Movie fans in Japan are accustomed to waiting months, sometimes years, for new releases to make it over here. It doesn’t normally take four decades. Such was the case with Paul Schrader’s “Mishima: A Life in Four Chapters,” a 1985 biopic of one of Japan’s most celebrated, and certainly most controversial, writers.
“I guess I knew that this moment would come,” said Schrader, speaking to a packed auditorium at the movie’s Japan premiere at Tokyo International Film Festival (TIFF) in late October. “I just didn’t know whether I would be alive to see it.”
He certainly didn’t need to worry about pulling a crowd. “Mishima” garnered more buzz than anything else at this year’s festival. Tickets sold out in under 15 minutes. (In response to overwhelming demand, TIFF is organizing two additional screenings of the film this weekend.)
Forty years ago, Schrader’s film had been a wild outlier in the landscape of American cinema: a multilayered, visually dazzling biography interrogating the life, work and mythos of a figure still unfamiliar to many Western viewers, shot entirely in Japanese at Toho Studios in Tokyo.

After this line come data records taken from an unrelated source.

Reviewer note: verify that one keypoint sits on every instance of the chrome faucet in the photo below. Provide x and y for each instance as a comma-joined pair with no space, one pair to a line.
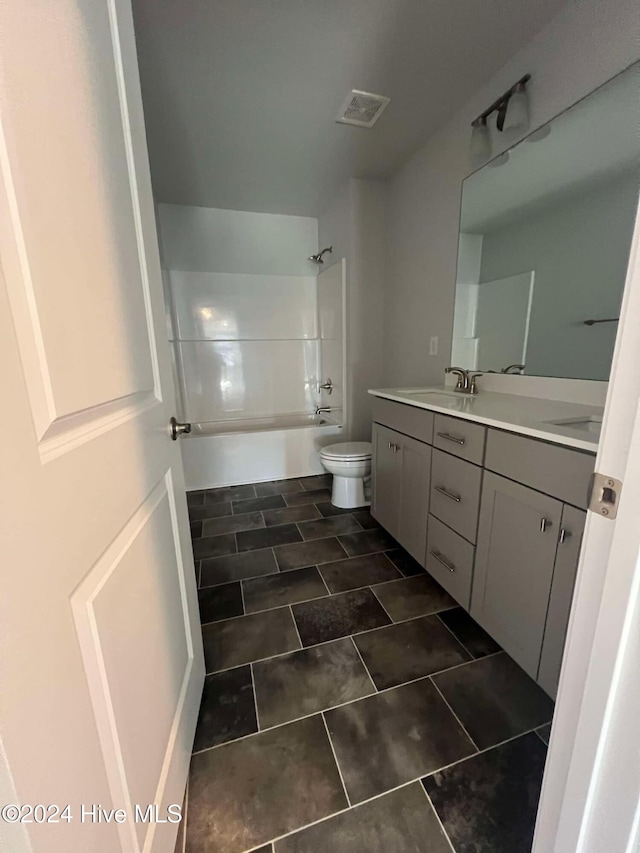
466,383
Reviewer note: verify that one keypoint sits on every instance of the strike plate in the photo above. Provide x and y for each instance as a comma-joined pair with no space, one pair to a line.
604,495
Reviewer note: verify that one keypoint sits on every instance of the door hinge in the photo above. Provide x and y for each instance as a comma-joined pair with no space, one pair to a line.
604,495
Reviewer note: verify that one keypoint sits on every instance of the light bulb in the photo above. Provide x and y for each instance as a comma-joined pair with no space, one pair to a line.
480,148
517,117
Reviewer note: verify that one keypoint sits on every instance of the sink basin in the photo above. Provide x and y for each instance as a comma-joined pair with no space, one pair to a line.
428,392
588,423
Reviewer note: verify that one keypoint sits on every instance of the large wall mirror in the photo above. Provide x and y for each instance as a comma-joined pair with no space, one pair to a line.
545,234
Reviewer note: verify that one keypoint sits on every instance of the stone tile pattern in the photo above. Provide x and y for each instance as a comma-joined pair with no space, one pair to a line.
323,724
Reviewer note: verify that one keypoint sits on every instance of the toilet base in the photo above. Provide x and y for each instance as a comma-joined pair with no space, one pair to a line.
348,492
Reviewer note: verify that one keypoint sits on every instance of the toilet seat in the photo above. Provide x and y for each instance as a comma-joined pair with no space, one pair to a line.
347,451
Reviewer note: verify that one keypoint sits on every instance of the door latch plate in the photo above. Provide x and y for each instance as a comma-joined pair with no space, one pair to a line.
604,495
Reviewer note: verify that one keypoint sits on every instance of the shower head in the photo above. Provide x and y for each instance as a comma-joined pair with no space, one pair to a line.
318,258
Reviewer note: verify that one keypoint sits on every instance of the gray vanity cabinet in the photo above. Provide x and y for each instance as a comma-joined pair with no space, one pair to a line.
564,577
495,517
387,476
402,474
515,557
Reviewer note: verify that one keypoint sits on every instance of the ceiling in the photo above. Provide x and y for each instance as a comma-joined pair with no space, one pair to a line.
590,144
241,96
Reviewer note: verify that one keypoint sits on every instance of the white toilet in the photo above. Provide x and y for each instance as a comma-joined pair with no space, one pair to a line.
350,464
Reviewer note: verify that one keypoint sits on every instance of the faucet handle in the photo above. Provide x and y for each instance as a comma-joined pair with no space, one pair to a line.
473,388
463,377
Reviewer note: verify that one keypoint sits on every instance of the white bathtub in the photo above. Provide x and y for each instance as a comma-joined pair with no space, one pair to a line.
225,453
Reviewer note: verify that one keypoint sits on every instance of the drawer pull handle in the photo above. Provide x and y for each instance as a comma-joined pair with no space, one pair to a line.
438,556
452,438
447,494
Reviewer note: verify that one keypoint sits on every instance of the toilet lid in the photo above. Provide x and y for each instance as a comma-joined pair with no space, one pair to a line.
347,450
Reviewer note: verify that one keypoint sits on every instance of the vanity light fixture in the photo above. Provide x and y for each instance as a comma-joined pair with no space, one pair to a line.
512,108
480,142
517,117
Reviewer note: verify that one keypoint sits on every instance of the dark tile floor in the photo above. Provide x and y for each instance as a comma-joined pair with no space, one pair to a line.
350,705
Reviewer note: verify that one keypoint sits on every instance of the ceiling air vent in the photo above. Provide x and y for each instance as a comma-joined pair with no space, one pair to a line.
362,108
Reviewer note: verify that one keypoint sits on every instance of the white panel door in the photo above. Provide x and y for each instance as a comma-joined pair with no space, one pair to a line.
100,651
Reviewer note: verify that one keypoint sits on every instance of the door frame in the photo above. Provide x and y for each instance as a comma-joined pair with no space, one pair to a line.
585,798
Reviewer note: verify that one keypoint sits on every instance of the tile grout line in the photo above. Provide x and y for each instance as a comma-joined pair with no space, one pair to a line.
332,595
364,665
332,707
244,609
414,780
304,542
255,698
459,721
295,625
335,758
344,636
434,810
392,622
326,586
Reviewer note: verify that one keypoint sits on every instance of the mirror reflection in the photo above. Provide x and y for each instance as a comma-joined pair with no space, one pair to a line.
545,234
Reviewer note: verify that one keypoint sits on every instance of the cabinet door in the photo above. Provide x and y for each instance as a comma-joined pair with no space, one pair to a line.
387,473
564,578
414,497
514,566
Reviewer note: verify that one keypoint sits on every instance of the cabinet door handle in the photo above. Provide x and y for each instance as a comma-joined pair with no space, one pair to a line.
438,556
447,494
452,438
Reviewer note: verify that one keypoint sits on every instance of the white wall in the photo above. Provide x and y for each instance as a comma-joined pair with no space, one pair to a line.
578,247
586,44
355,224
204,239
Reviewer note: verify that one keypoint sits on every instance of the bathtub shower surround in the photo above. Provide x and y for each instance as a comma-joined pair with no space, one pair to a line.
247,345
255,332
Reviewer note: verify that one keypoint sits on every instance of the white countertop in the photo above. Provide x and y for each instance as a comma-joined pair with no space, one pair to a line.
524,415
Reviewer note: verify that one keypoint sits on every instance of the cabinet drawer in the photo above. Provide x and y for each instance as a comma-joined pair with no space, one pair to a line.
450,561
418,423
549,468
455,493
462,438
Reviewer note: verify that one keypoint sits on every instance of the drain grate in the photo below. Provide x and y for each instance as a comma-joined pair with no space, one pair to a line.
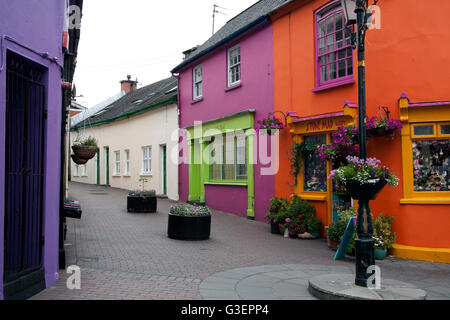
88,259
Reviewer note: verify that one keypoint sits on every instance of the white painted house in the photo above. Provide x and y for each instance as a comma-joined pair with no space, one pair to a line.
136,136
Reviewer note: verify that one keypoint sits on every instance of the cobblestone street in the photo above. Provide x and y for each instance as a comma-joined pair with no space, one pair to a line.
129,256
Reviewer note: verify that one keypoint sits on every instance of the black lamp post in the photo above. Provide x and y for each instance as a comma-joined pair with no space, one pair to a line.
355,11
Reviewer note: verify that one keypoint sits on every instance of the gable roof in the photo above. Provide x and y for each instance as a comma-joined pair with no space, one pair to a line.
153,96
251,17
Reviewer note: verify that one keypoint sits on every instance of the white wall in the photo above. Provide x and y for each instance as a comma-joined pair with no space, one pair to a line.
154,128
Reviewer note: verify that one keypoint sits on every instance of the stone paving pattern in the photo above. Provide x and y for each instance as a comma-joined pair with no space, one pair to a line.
129,256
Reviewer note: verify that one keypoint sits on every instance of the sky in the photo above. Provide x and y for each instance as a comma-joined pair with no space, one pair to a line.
141,38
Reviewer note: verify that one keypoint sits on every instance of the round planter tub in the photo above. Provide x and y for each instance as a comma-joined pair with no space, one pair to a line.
146,204
190,228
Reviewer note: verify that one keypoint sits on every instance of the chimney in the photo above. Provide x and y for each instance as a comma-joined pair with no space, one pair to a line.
189,52
128,85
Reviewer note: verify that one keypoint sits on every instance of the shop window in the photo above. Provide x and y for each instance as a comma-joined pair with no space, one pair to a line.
334,55
431,163
228,160
315,170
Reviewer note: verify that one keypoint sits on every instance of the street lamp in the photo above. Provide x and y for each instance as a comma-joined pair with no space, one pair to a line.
356,11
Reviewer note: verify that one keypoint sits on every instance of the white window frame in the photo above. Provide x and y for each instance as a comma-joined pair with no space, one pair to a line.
197,84
127,162
232,66
116,163
146,159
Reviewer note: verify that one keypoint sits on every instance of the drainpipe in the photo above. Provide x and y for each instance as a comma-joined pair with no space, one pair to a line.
177,76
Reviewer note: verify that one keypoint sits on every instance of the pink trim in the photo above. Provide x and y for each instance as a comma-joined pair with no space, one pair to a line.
234,86
429,104
342,82
350,104
403,96
328,115
339,80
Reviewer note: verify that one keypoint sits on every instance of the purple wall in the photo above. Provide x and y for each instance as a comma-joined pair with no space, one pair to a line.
36,25
256,92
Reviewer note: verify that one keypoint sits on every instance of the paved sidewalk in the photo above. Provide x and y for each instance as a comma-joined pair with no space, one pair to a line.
129,256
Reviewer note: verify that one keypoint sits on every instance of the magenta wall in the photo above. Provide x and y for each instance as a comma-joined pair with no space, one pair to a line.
256,92
36,26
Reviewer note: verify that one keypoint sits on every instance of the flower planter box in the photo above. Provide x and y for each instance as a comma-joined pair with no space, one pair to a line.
366,191
142,204
274,228
192,228
85,152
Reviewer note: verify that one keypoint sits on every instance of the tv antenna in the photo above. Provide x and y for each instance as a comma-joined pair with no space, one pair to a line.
216,10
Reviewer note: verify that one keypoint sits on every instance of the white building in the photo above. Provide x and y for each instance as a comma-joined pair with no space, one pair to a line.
136,136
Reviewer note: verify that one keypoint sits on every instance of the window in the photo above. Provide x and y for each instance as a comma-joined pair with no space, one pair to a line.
315,170
234,66
334,55
127,162
117,163
197,82
431,157
228,160
147,160
84,170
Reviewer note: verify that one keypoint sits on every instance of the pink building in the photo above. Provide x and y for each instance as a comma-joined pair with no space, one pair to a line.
227,84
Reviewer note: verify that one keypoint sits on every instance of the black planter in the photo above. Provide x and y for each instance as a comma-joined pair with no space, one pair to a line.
143,204
365,192
191,228
274,229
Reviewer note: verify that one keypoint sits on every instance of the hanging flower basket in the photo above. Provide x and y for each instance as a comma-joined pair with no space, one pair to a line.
85,152
78,160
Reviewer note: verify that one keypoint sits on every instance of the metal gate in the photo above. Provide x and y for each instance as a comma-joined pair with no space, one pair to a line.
24,181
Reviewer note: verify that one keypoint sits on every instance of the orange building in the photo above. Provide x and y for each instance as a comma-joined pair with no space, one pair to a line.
407,70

It was all the more remarkable for being made at a time when Japan was still reckoning with the messy legacy of the film’s subject. Yukio Mishima was a flamboyant, cosmopolitan bisexual and one-time contender for the Nobel Prize in Literature. He was also an ultranationalist ideologue who died by ritual suicide in 1970, after trying to stage a coup at a military base in Tokyo.